Afirma que, por outro lado, quando tais mercadorias estão submetidas ao regime de substituição tributária e existe Protocolo ICMS firmado entre os Estados, a responsabilidade pela retenção e recolhimento do “ICMS diferencial de alíquotas” passa a ser do remetente.

Contudo, com base no § 3º do Art. 19 do Anexo X do RICMS/MT, diz a consulente que está automaticamente credenciada para fins de retenção e recolhimento do ICMS/ST, de forma mensal; e que, nesse caso, os fornecedores, situados em outros Estados, não devem reter o ICMS devido a título de DIFAL (DIFAL ST) por ocasião das remessas das mercadorias destinadas ao seu estabelecimento para consumo final.

Acrescenta que, nessa situação (aquisição de mercadoria interestadual destinada ao ativo imobilizado ou uso e consumo), ainda que exista Protocolo ICMS firmado entre os Estados, a responsabilidade pelo recolhimento do DIFAL é do destinatário (ora consulente) e não do remetente.
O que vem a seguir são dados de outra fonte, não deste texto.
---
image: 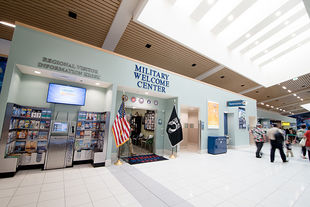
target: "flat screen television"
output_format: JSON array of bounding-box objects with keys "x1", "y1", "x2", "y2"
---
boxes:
[{"x1": 46, "y1": 83, "x2": 86, "y2": 106}]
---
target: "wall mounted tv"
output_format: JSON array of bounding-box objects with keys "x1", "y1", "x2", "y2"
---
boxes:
[{"x1": 46, "y1": 83, "x2": 86, "y2": 106}]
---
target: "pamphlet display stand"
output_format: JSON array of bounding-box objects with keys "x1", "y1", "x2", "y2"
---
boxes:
[
  {"x1": 73, "y1": 111, "x2": 110, "y2": 165},
  {"x1": 2, "y1": 103, "x2": 52, "y2": 166}
]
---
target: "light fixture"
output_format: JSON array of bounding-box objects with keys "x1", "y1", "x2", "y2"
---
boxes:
[
  {"x1": 208, "y1": 0, "x2": 214, "y2": 5},
  {"x1": 276, "y1": 11, "x2": 282, "y2": 17},
  {"x1": 227, "y1": 15, "x2": 234, "y2": 21},
  {"x1": 0, "y1": 21, "x2": 15, "y2": 28}
]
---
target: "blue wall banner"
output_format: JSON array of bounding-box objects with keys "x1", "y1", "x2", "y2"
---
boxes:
[{"x1": 227, "y1": 100, "x2": 246, "y2": 107}]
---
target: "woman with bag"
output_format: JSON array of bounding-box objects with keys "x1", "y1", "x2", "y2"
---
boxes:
[
  {"x1": 305, "y1": 126, "x2": 310, "y2": 161},
  {"x1": 297, "y1": 125, "x2": 307, "y2": 159}
]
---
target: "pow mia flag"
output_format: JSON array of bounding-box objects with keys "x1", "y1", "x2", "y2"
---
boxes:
[{"x1": 166, "y1": 106, "x2": 183, "y2": 147}]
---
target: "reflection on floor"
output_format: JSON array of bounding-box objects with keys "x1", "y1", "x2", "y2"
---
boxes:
[{"x1": 0, "y1": 144, "x2": 310, "y2": 207}]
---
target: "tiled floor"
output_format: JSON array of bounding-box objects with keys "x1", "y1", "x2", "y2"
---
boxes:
[{"x1": 0, "y1": 145, "x2": 310, "y2": 207}]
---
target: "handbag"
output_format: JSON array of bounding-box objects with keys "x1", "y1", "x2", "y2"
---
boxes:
[{"x1": 299, "y1": 138, "x2": 306, "y2": 147}]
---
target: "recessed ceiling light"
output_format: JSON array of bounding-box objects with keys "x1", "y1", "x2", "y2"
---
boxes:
[
  {"x1": 68, "y1": 11, "x2": 77, "y2": 19},
  {"x1": 208, "y1": 0, "x2": 214, "y2": 5},
  {"x1": 276, "y1": 11, "x2": 282, "y2": 17},
  {"x1": 0, "y1": 21, "x2": 15, "y2": 28},
  {"x1": 227, "y1": 15, "x2": 234, "y2": 21}
]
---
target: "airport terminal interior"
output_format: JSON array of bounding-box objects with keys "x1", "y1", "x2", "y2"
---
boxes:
[{"x1": 0, "y1": 0, "x2": 310, "y2": 207}]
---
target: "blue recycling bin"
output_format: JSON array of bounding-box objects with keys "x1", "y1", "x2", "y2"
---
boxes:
[{"x1": 208, "y1": 136, "x2": 227, "y2": 155}]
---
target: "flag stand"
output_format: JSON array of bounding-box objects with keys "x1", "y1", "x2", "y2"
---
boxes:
[
  {"x1": 114, "y1": 147, "x2": 123, "y2": 165},
  {"x1": 169, "y1": 147, "x2": 176, "y2": 159}
]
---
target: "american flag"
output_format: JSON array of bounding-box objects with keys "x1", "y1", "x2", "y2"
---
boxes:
[{"x1": 112, "y1": 101, "x2": 130, "y2": 147}]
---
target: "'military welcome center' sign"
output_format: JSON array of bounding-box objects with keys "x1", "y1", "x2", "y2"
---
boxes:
[{"x1": 134, "y1": 65, "x2": 169, "y2": 93}]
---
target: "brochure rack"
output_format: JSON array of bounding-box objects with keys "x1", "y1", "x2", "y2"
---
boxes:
[
  {"x1": 2, "y1": 103, "x2": 52, "y2": 165},
  {"x1": 73, "y1": 111, "x2": 109, "y2": 161}
]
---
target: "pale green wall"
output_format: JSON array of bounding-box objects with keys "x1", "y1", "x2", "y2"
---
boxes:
[{"x1": 0, "y1": 25, "x2": 256, "y2": 164}]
Ao final, a consulente formula as seguintes questões:
1 – Está correto o entendimento de que sempre será a responsável pelo recolhimento do DIFAL? Devem seus fornecedores se abster de reter o DIFAL nas operações de remessa de mercadorias destinadas ao ativo imobilizado e/ou uso e consumo da consulente, mesmo existindo Protocolo ICMS firmado entre os Estados?
2 – Caso entendam que o credenciamento a que se refere o art. 19, § 3°, do Anexo X do RICMS/MT não dispensa o fornecedor situado em outra UF da retenção antecipada do DIFAL, existe algum outro tipo de credenciamento que a empresa possa pleitear para dispensar seus fornecedores do recolhimento?
3 – O credenciamento da substituição tributária (Anexo X do RICMS/MT) atende à necessidade da consulente, esse credenciamento dispensa os fornecedores do recolhimento do DIFAL (ST)? Se sim, a SEFAZ poderia informar porque o credenciamento encontra-se suspenso?
Credenciamento
6 - SUBSTITUIÇAO TRIBUTARIA
14 - SUBSTITUIÇÃO TRIBUTÁRIA ANEXO X DO RICMS/MT/2014 - - -

É a consulta.

Preliminarmente, incumbe informar que, em pesquisa ao Sistema de Gerenciamento de Cadastro de Contribuintes do ICMS desta SEFAZ/MT, verifica-se que a interessada está enquadrada na CNAE principal 1931-4/00 – fabricação de álcool, bem como em diversas CNAE secundárias, dentre essas, a CNAE 1071-6/00-fabricação de açúcar em bruto e CNAE 1072-4/01-fabricação de açúcar de cana refinado.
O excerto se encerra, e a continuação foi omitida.